Confession: Ivar hasn't been the most hygienic baby for the past six months. At some point around six months old, he decided he didn't like baths. (I'm realizing that this probably was because I was still bathing him in the kitchen sink in the baby tub because our bathtub is really high on the sides, a claw foot that sounds fancier than it is. The sides are really high which makes it hard to kneel and reach the baby...) As a result, bath time has been a wrestling match, usually ending with me as the soggy loser and both of us tuckered out. It's not terrible, but it's not fun either and leaves a mom a bit unmotivated to get the baby in the bathtub.

But something changed recently and we've got a little fish on our hands.
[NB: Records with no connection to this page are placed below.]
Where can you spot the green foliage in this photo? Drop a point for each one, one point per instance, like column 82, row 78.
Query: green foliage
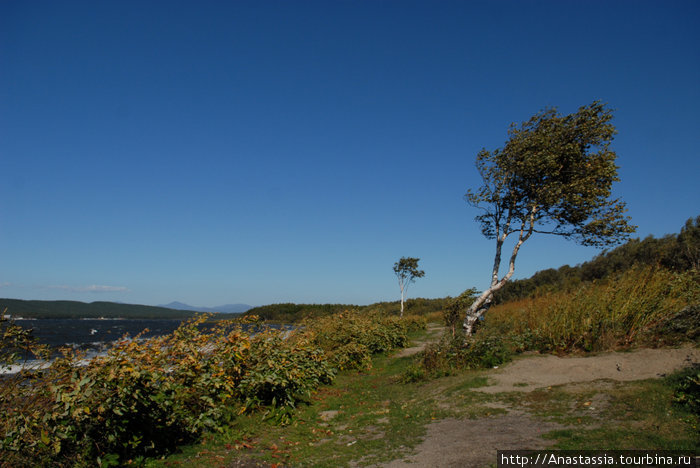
column 453, row 313
column 641, row 305
column 675, row 252
column 686, row 385
column 281, row 372
column 148, row 396
column 352, row 337
column 554, row 175
column 297, row 313
column 454, row 352
column 17, row 343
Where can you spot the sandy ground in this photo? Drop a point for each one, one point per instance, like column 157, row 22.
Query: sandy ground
column 474, row 442
column 544, row 371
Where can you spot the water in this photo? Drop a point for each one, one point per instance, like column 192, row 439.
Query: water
column 94, row 336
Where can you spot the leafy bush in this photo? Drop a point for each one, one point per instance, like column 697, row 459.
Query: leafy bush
column 687, row 388
column 281, row 372
column 454, row 352
column 147, row 396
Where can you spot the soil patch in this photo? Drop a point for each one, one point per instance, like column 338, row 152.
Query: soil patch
column 474, row 442
column 525, row 375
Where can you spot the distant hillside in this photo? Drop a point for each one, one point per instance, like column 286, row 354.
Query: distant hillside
column 224, row 309
column 75, row 309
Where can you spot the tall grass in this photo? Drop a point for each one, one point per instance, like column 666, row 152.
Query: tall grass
column 632, row 307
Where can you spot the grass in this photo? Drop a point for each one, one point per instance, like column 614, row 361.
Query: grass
column 373, row 416
column 371, row 413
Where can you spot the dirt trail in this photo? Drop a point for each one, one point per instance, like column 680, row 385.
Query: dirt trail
column 474, row 442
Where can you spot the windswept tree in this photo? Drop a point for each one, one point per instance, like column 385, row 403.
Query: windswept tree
column 406, row 270
column 553, row 176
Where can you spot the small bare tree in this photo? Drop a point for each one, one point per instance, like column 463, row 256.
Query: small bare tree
column 406, row 270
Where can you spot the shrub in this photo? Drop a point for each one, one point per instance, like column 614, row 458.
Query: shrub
column 637, row 306
column 687, row 388
column 147, row 396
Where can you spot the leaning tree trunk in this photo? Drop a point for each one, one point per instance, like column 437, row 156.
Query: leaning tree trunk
column 483, row 302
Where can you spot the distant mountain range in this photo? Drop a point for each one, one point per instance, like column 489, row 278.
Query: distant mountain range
column 224, row 309
column 101, row 309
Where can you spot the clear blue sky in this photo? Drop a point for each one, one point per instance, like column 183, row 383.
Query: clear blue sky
column 260, row 152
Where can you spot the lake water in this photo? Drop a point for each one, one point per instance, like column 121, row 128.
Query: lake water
column 94, row 336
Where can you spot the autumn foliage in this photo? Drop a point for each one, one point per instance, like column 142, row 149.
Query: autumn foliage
column 147, row 396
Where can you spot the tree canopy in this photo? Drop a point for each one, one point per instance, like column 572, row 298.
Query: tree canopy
column 554, row 175
column 406, row 270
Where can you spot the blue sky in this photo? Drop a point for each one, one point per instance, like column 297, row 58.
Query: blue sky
column 260, row 152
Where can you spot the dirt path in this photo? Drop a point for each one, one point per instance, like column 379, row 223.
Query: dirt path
column 474, row 442
column 434, row 334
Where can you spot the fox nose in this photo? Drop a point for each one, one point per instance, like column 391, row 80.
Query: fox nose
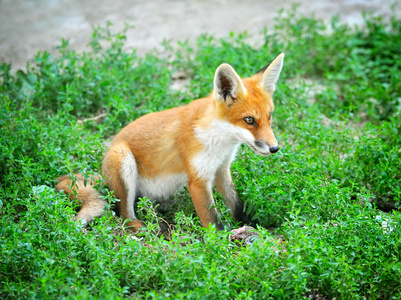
column 274, row 149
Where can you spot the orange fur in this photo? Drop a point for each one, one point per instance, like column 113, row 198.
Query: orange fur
column 191, row 145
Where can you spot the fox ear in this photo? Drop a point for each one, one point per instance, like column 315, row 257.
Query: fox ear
column 227, row 84
column 271, row 74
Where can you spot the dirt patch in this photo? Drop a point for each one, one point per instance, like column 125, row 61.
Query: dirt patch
column 29, row 26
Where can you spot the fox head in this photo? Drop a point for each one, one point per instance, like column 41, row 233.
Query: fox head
column 248, row 104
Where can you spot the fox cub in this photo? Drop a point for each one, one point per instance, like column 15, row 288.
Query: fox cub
column 192, row 145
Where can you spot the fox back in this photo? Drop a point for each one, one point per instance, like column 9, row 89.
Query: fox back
column 192, row 145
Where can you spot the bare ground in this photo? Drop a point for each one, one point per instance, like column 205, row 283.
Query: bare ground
column 29, row 26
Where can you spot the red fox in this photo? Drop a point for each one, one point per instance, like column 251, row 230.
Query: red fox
column 192, row 145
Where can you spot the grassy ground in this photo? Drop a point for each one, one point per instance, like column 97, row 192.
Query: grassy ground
column 337, row 119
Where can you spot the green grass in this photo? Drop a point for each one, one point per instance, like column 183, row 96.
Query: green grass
column 337, row 119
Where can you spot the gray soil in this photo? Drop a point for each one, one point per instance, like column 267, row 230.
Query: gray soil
column 29, row 26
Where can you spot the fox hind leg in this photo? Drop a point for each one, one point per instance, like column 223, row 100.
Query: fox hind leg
column 121, row 173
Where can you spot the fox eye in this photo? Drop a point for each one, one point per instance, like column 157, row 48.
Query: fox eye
column 249, row 120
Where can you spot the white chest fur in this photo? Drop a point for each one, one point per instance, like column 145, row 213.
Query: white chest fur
column 221, row 141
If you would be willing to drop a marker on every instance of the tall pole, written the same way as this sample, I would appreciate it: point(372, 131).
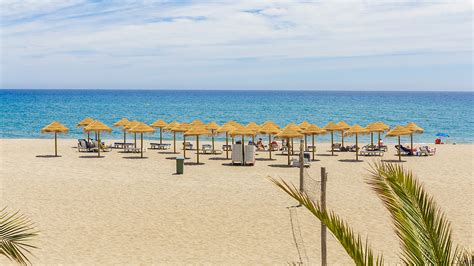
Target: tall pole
point(161, 135)
point(98, 143)
point(332, 142)
point(270, 145)
point(174, 141)
point(357, 148)
point(141, 145)
point(227, 145)
point(55, 144)
point(197, 143)
point(324, 177)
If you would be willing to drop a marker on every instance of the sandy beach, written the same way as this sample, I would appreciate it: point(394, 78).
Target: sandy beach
point(122, 210)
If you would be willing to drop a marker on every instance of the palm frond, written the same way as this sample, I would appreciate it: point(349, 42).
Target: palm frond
point(423, 229)
point(352, 243)
point(16, 232)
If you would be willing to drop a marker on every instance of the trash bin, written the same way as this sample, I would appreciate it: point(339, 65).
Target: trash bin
point(180, 165)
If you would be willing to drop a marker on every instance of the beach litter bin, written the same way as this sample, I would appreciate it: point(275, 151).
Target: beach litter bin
point(179, 165)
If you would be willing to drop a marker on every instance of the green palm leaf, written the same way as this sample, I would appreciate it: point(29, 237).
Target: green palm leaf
point(352, 243)
point(16, 231)
point(423, 229)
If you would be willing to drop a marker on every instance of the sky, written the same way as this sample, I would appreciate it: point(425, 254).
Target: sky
point(264, 45)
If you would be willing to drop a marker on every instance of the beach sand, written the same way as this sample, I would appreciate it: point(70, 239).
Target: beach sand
point(119, 209)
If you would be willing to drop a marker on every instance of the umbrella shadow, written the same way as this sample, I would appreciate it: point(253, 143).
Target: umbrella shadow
point(280, 165)
point(91, 156)
point(351, 161)
point(47, 156)
point(393, 161)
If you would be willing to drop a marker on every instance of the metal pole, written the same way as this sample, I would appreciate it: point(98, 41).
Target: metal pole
point(55, 144)
point(324, 177)
point(301, 165)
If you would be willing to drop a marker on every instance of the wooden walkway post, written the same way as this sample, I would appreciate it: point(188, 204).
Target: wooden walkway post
point(324, 176)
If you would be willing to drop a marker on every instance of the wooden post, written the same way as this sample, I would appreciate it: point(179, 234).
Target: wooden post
point(197, 144)
point(270, 145)
point(174, 141)
point(332, 143)
point(55, 144)
point(184, 146)
point(227, 145)
point(161, 135)
point(301, 165)
point(98, 144)
point(141, 145)
point(324, 177)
He loves bath time. And I am realizing that the mom's who make bath time a part of their bedtime routine are really just trying to save their sanity. Because bath time comes at fall-apart time. The time when everyone needs to go to bed, but it's still just too early.

Bath time turns 6:00-7:00 into splashes and happiness, and mom's get to sit on the closed toilet seat and rest their weary selves for a moment. It's such a win win. Ivar looks nicer without crusted oatmeal in his hair and I get to sit in a steamy, humid room with a happy baby.

advent and preparation

We have a tree up with beautiful white lights on it. And I have a fisher price nativity set my mom gave us a few years ago that Ivar likes to play with (and by play, I mean throw the shepherds and wisemen around). But other than that, I haven't put up one single decoration. Oh, except the barn to a nativity set that I brought upstairs a few weeks ago...but I haven't unpacked any boxes to find the people, so it's just a barn. No peeps in the stable.

I just don't have it in me this year. I'm tired. I'm queasy and I sort of don't think I can handle adding more clutter to our stuff. As it stands our house is strewn with brightly colored toys and tupperware and it already feels full. More decorations just seems like it would be too much.

In an effort to comfort myself, to give permission to this years lack of tradition-making, I have been on a quest for fun advent ideas. And I found this post and wanted to link to it so that next year, when I'm feeling spry and energized, I can be the supermom I know I can be. Just not this year.

So check out this link of fun ideas for the 25 days leading up to Christmas. She has great ideas for family outings, special nights at home, service projects for others and then writes about that super fun idea of wrapping up all of the Christmas books at the beginning of the month and then letting your kids unwrap one book a night all throughout December and reading it before bed. I love this idea.